Mafia, Bindi: Commissione continuerà lavoro su giornalisti minacciati

"Questa e’ la sesta relazione che la commissione Antimafia approva, dopo quelle sui beni confiscati, i testimoni di giustizia, il codice autoregolamentazione, in meno di due anni di lavoro ed e’ la prima su questo tema. In 50 anni di storia, e’ la prima volta che la commissione parlamentare antimafia lavora sul tema dell’informazione". Lo ha detto la presidente della Commissione Antimafia, Rosy Bindi, nel corso della conferenza stampa di presentazione della relazione su informazione e condizione giornalisti minacciati da mafie.

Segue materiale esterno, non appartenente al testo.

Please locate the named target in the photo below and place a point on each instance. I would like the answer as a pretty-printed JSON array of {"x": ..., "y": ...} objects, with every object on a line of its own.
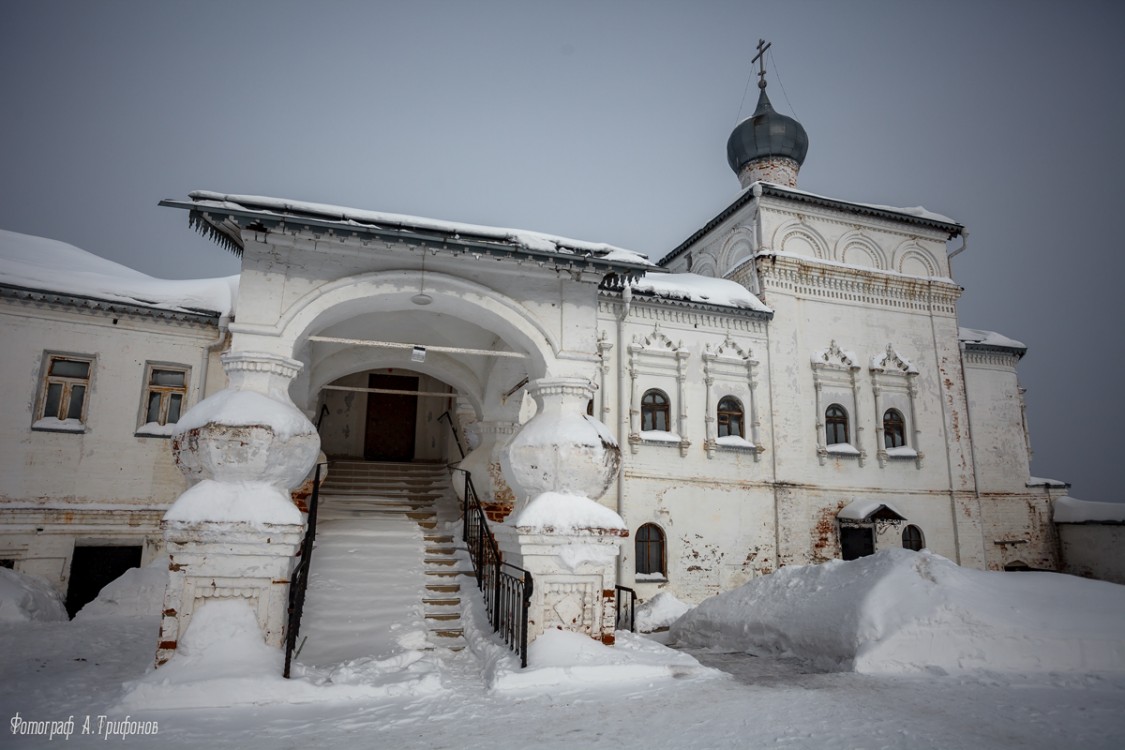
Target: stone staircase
[{"x": 422, "y": 493}]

"E’ una relazione importante, ma non ci sara’ mai nessun lavoro completo su questo tema, ogni giorno si aggiungono nuovi giornalisti minacciati – ha aggiunto Bindi – la commissione continuera’ questo lavoro e continua ad attuare il programma che si e’ data all’inizio dei suoi lavoro, scegliendo alcuni temi che riteniamo strategici in questo momento, come l’attenzione sui beni confiscati, il rapporto mafia- politica, enti locali".

Nel rapporto si legge che nei primi 215 giorni del 2015 Ossigeno ha documentato minacce a 147 giornalisti.